The U.S. Court of Appeals for the District of Columbia Circuit on September 2 in a 2-1 decision upheld the judge’s ruling, prompting the administration’s request to the Supreme Court.

Slaughter said she intends to “see this case through to the end.”

“In the week I was back at the FTC it became even more clear to me that we desperately need the transparency and accountability Congress intended to have at bipartisan independent agencies,” Slaughter said.

An FTC spokesperson declined to comment.

The lower courts ruled that the statutory protections shielding FTC members from being removed without cause conform with the U.S. Constitution in light of a 1935 Supreme Court precedent in a case called Humphrey’s Executor v. United States.

In that case, the court ruled that a president lacks unfettered power to remove FTC commissioners, faulting then-President Franklin Roosevelt’s firing of an FTC commissioner for policy differences.

The administration in its Supreme Court filing argued that “the modern FTC exercises far more substantial powers than the 1935 FTC,” and thus its members can be fired at will by the president.

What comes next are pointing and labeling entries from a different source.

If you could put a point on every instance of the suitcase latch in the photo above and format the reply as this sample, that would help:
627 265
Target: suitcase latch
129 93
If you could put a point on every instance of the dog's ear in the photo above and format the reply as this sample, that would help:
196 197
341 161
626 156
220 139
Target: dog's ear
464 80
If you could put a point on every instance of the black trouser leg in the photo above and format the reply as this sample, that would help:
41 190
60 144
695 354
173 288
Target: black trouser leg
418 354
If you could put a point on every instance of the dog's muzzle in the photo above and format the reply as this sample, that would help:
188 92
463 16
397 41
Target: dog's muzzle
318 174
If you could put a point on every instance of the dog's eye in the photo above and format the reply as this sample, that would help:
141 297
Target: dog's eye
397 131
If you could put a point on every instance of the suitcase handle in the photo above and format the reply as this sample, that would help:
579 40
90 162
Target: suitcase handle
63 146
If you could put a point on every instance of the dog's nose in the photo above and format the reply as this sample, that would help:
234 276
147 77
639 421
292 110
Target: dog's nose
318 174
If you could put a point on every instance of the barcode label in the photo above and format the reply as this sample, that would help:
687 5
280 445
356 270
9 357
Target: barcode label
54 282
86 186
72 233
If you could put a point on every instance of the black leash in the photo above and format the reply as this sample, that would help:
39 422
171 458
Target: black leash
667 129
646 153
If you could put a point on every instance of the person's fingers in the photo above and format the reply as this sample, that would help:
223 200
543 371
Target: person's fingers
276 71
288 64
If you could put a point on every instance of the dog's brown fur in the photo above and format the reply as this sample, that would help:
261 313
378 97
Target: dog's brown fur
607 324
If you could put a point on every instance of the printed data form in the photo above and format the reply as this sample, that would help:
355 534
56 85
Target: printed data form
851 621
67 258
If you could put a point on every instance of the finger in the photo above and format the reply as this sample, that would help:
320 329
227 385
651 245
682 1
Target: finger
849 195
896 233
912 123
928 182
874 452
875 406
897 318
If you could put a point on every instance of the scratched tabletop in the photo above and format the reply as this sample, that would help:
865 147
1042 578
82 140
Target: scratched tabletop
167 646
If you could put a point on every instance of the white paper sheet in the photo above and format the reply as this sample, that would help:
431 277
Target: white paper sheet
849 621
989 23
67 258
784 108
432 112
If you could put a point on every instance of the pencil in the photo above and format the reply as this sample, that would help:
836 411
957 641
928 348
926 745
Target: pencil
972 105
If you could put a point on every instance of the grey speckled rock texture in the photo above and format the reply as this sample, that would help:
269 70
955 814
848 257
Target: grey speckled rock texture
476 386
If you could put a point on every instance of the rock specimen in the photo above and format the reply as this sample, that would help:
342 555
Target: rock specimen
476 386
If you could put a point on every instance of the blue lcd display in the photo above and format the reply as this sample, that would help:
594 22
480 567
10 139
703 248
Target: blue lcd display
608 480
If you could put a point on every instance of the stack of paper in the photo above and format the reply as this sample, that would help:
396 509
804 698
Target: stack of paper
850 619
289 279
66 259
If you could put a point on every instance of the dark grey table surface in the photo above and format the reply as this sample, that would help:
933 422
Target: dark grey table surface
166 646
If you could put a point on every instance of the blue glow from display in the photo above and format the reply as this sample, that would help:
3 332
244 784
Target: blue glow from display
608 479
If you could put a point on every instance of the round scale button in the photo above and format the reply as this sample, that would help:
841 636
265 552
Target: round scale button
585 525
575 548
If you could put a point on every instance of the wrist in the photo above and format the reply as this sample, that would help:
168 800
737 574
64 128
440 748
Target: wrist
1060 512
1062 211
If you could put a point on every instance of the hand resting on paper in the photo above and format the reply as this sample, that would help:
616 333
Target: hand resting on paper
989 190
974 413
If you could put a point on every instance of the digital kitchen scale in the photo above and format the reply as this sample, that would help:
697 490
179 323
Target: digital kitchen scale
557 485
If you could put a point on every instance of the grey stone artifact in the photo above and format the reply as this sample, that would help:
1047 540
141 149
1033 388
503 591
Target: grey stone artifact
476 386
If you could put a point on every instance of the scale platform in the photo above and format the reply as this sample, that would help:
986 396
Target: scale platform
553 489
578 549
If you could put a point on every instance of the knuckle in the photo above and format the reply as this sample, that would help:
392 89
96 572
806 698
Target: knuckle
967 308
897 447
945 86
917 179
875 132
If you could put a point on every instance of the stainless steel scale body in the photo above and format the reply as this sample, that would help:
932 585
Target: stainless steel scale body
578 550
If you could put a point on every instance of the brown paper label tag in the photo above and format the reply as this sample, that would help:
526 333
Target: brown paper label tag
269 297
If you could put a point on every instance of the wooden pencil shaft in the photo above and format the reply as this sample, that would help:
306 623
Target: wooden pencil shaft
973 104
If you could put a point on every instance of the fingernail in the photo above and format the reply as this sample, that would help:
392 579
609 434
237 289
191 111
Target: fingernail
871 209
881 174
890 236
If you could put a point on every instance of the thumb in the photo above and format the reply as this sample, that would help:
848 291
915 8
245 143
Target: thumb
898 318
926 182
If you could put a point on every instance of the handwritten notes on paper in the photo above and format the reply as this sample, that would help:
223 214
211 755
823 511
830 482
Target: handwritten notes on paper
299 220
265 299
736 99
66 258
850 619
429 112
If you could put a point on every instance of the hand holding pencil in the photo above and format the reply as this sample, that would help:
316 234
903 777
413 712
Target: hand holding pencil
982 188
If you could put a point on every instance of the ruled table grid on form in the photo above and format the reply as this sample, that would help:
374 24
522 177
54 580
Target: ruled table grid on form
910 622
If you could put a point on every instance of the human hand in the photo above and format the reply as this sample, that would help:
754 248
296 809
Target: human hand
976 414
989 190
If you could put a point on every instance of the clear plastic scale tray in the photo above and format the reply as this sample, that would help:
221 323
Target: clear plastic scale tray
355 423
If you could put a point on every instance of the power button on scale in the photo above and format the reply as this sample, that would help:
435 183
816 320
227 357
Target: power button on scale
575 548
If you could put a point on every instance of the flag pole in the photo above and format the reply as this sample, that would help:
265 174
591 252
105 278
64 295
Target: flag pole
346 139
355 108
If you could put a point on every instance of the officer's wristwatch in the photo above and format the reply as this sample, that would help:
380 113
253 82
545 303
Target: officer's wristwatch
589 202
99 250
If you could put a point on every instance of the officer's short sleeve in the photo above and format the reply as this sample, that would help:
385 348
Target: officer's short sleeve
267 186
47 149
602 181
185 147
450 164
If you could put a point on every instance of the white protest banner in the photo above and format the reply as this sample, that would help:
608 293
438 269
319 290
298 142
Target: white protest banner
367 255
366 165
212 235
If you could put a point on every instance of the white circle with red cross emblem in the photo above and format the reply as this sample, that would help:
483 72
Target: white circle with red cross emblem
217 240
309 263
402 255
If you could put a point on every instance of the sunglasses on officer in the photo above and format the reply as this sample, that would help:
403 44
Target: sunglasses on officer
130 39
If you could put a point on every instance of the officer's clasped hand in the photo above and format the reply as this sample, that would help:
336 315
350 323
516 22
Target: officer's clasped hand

The court in a similar ruling in May said the Constitution gives the president wide latitude to fire government officials who wield executive power on his behalf.

The administration has repeatedly asked the justices this year to allow implementation of Trump policies impeded by lower courts. The Supreme Court, which has a 6-3 conservative majority, has sided with the administration in almost every case that it has been called upon to review since Trump returned to the presidency in January.

Slaughter was one of two Democratic commissioners who Trump moved to fire in March. No more than three of the five commissioners can come from the same party, and the FTC has operated since April with three Republicans at the helm.

FTC Chairman Andrew Ferguson has pursued conservative political goals at the agency, including holding a workshop on what it called the dangers of gender-affirming medical care for transgender youth, saying the agency would investigate whether employers coordinated diversity, equity and inclusion goals, and telling Google that filtering Republican fundraising emails as spam could be unlawful.

The FTC has also sought to investigate media watchdogs accused by Elon Musk of helping orchestrate advertiser boycotts of his social media platform X, and cleared Omnicom’s $13.5 billion acquisition of rival Interpublic after the companies agreed not to steer advertising spend based on political factors.

Ferguson, who was appointed as a commissioner by Democratic former President Joe Biden last year, often dissented from actions taken by then-FTC Chair Lina Khan, who carried out a liberal political agenda aimed at checking corporate power.